Watch out, I'm a triple threat. I eat for fuel, I eat with emotions, and I eat when I'm bored. No wonder this has been a life long struggle for me. I know this, I've learned this and conquered these downfalls, but I've relapsed.
I mentioned in the last post that Trevor is gone for two weeks, and I had manageable goals to get into a routine while he's away. I started out with promise: I walked a brisk 2mi with baby in her front-pack, AND ate a ton of veggies on the first day. I was at my mom's house, and she makes health fun for me (versus when I was a teen, and I seemingly rebelled from her skinny mini lifestyle).
The next morning on the drive home, all that ruffage went right thru me. However, in my few hours at home alone with the baby and the animals, I ate the remaining snacks in the house to fill the lonliness. Ironic, I realized, as I was only home to feed the cats their daily dry boring kibble. I realize when feeding them, the dog, or the baby: they only eat when they're hungry.

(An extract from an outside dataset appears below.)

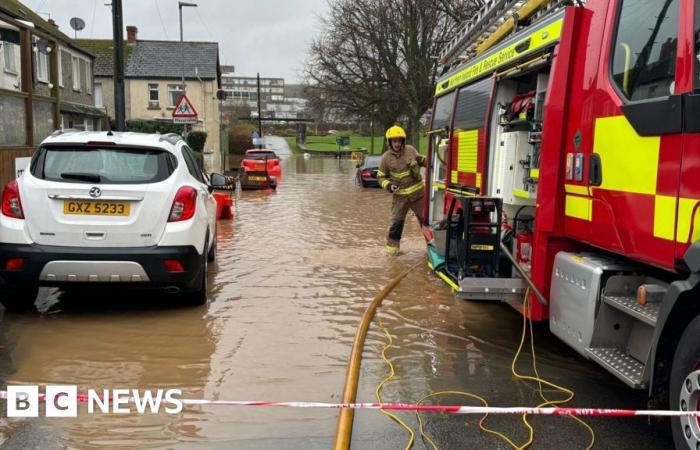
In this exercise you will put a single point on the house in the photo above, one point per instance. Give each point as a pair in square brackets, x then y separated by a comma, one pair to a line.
[153, 80]
[46, 83]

This as my mantra, I head back up to moms place to spend the night again and avoid my empty house (funny how large a void one member of the family leaves). I do well the rest of the day, and this morning, having hot tea or water when feeling snacky. But, home again this afternoon, and I fall right back into it. I've done light picking up, but mostly have spent the day on the couch with the baby. I get up to look at my empty fridge, and it makes me hungry. So I have a string cheese and a cup noodles, and a FiberOne bar, and a weight watchers frozen meal (after seriously considering ordering something in.) I really wanted the remaining Ben and Jerry in the freezer, so went upstairs and weighed myself and decided against it. Strong, right?
Then the baby is nursing and tv is boring and Trevor hasn't called. So I called him until I woke him up, felt like a lonely needy jerk, and went and grabbed that damn ice cream, and washed it down with Diet Coke. Recently (prebaby) when upset, I would clean to distract myself, or make some crafty goodness. But with the baby attached to my boob, my only way to deal with my emotions is food. The crap I'm eating isn't good for me, and makes the baby gassy and cranky, further exaborating my overwhelming feeling of lonliness.
I've cleaned out the kitchen of crap, made a grocery list full of crunchy veggies, and have now publicly announced my secret failures. At this point, I don't think I could get any worse, so I'm looking forward to tomorrow, and the changes I know I can make.